憂愁の恋
4話

◇◇◇◇◇



鬱蒼とした森の樹々に囲まれた、山の奥深く。


他の物音は全くせず、ひっそりと沈黙した世界の中に響く水音。


それだけが存在を誇示するがごとく、蕩々と流れ落ちる滝。


水は新緑を映して澄み、降り注ぐ光を弾いて煌めいていた。


佇む雨竜の元にも、陽光を反射し淡い橙色に滲む飛沫が降り掛かる。


雨竜が逃げ込んだ場所は、亡き師匠と修行を重ねた場所だった。


遥か昔に、師匠より更に遡った時代から滅却師の修行の場となっているこの滝の在処を、知っている人間はそう多くない。

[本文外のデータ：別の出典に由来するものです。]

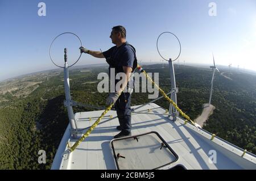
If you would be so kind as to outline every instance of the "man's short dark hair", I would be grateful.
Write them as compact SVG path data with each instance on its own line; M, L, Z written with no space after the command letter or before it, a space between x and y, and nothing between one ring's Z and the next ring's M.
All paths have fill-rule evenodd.
M114 30L116 33L120 32L122 37L126 37L126 30L122 26L117 26L113 27L112 30Z

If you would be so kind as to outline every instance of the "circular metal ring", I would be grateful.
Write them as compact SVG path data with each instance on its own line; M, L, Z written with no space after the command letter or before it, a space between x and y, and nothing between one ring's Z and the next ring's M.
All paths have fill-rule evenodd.
M160 53L159 50L159 49L158 49L158 39L159 39L159 37L160 37L162 35L163 35L163 33L171 33L171 34L174 35L174 36L175 36L176 38L177 39L177 40L178 40L179 44L179 45L180 45L180 52L179 53L179 55L177 56L177 57L175 59L174 59L174 60L172 60L172 61L174 61L176 60L179 58L179 57L180 56L180 52L181 52L181 45L180 45L180 40L179 40L179 39L177 38L177 37L175 35L174 35L173 33L171 33L171 32L168 32L168 31L166 31L166 32L164 32L162 33L161 34L160 34L159 36L158 36L158 40L156 40L156 48L158 49L158 53L159 54L159 55L161 56L162 58L163 58L164 60L166 60L166 61L170 61L169 60L167 60L167 59L164 58L161 55L161 54Z
M54 62L52 58L52 56L51 56L51 48L52 48L52 44L53 43L54 41L55 41L55 40L56 40L59 36L61 36L61 35L64 35L64 34L72 34L72 35L73 35L76 36L79 39L79 41L80 41L81 47L82 47L82 41L81 41L81 39L79 38L79 37L77 35L76 35L76 34L75 34L75 33L71 33L71 32L64 32L64 33L62 33L59 35L58 36L57 36L56 37L55 37L55 38L53 39L53 40L52 40L52 43L51 44L51 46L50 46L49 50L49 54L50 58L51 58L51 60L52 61L52 63L53 63L53 64L55 65L56 66L58 66L58 67L59 67L59 68L64 68L64 66L59 66L59 65L57 65L57 64L56 64ZM69 66L68 67L69 67L69 67L71 67L71 66L72 66L73 65L74 65L75 64L76 64L78 62L78 61L79 60L79 59L80 59L81 56L81 55L82 55L82 53L80 53L80 55L79 56L79 57L78 58L77 60L74 64L73 64L71 65L71 66Z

だから、雨竜がここにいるという事を他人が探り出すのは、ほぼ不可能な事だと思われた。


思われた、のだが――――――


「……石田!!」


がさりと茂みを掻き分け、いきなり姿を現した人影に、その聞き慣れた声に、雨竜はびくりと肩を震わせた。


ゆっくりと背後を振り返る。


「………っ」


そこに不機嫌に瞬く琥珀の瞳を見つけて、瞬間息を詰まらせた。


心音が急に速度を増して、頭の中が混乱する。


決して知られるはずのなかった場所。


来るはずの無い彼。


「…く………」


こくりと、喘ぐように息継ぎをする。


なのに……次の言葉が出てこない。


さんざん捜し回って来たのだろう、一護は流れ落ちる汗を乱暴に袖で拭いながら、じっと探るように雨竜を見つめた。